“If anything in this life is certain, if history has taught us anything, it is that you can kill anyone.”
I think The Godfather II is hailed as the greatest sequel of all time because it doesn’t think like a sequel. I would even say it couldn’t, because the formula for the bad sequel hadn’t really been devised yet. It follows one of the highest praised movies of all time, and instead of repeating plot beats, it only repeats style. Instead of retracing themes, it expands on them and blossoms them to fruition. I also think the story is so much more engaging, and it has so many powerful scenes, that I would say it’s my favorite Godfather movie.
The film cuts between the new Godfather Michael Corleone (Al Pacino) and the early life of his father Vito (now portrayed by Robert De Niro) who we see rise to power from troubled beginnings. Michael faces threats from new enemies such as the aging Miami crime boss Hyman Roth (Lee Strasberg) and also from within his own family.

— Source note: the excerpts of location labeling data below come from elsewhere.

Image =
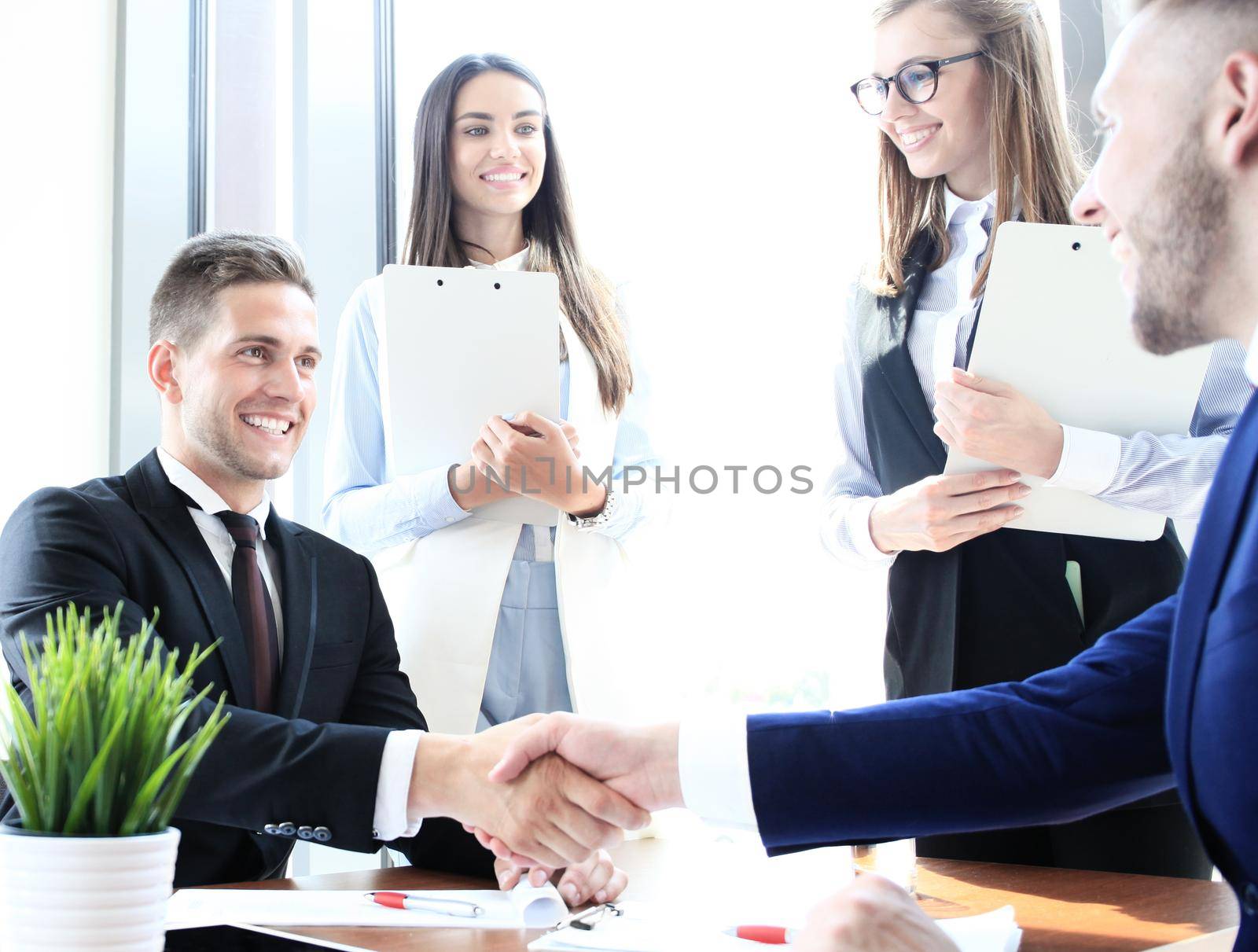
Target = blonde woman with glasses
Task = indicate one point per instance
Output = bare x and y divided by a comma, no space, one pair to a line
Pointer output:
972,134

I think an “epic” as these movies are often labeled shouldn’t just be long; it should be layered. Not only does Michael face a host of opponents, but he must maintain his allies and use his wit to survive from scene to scene. There’s also his wife bringing a moral dimension to the movie. She’s one of the best parts of the series because she holds no literal power, but she is able to hit Michael harder than anyone else, and it makes for one of the finest scenes in the movie. Then the beautifully constructed (and acted) Vito storyline legitimizes the Corleone family, and it has insightful parallels to the main plot. There’s nothing tiresome about the second Godfather. I think even if you aren’t a fan, it’s an undeniably rich story.
The style is also an important carry-in from the first movie. I think the creeping honesty of the first movie was pivotal to its success, and the second film follows the same pattern. Shots aren’t too surprising or experimental, but they are engaging all the same. There’s this slow suspense to the Godfather films where dialogue is action. Everyone is slick, knowing exactly what to say to whom and when. It’s when this balance is disrupted or someone chooses to act against it that the movie becomes so exciting. Just as a sequel should be, the world and its rules are the same, but everything else seems fresh.
Vito Corleone is an incredible titan of cinema in the first film, but I feel more connected with the second Godfather because Michael isn’t quite the same way. We’ve seen him rise from cowardice to assume cutthroat leadership, but we also see what he’s lost to get there and that maybe those things still matter to him. The Vito storyline also rounds out who was a fascinating but sometimes stagnant character from the first movie as well. You could say that Godfather II has more soul in this way. It takes changed men and contrasts them with who they once were. The first movie definitely touches on this, but this theme really shines in Godfather II, and it’s a driving factor behind why I loved this movie.
With incredible style and clever, substantial action, these two movies are absolute treasures of cinema. They’re among the greatest of their kind, and while I think I still prefer the fast, playful gangster spirit of the 90s, these movies are still so satisfying when you can find time to sink your teeth into them.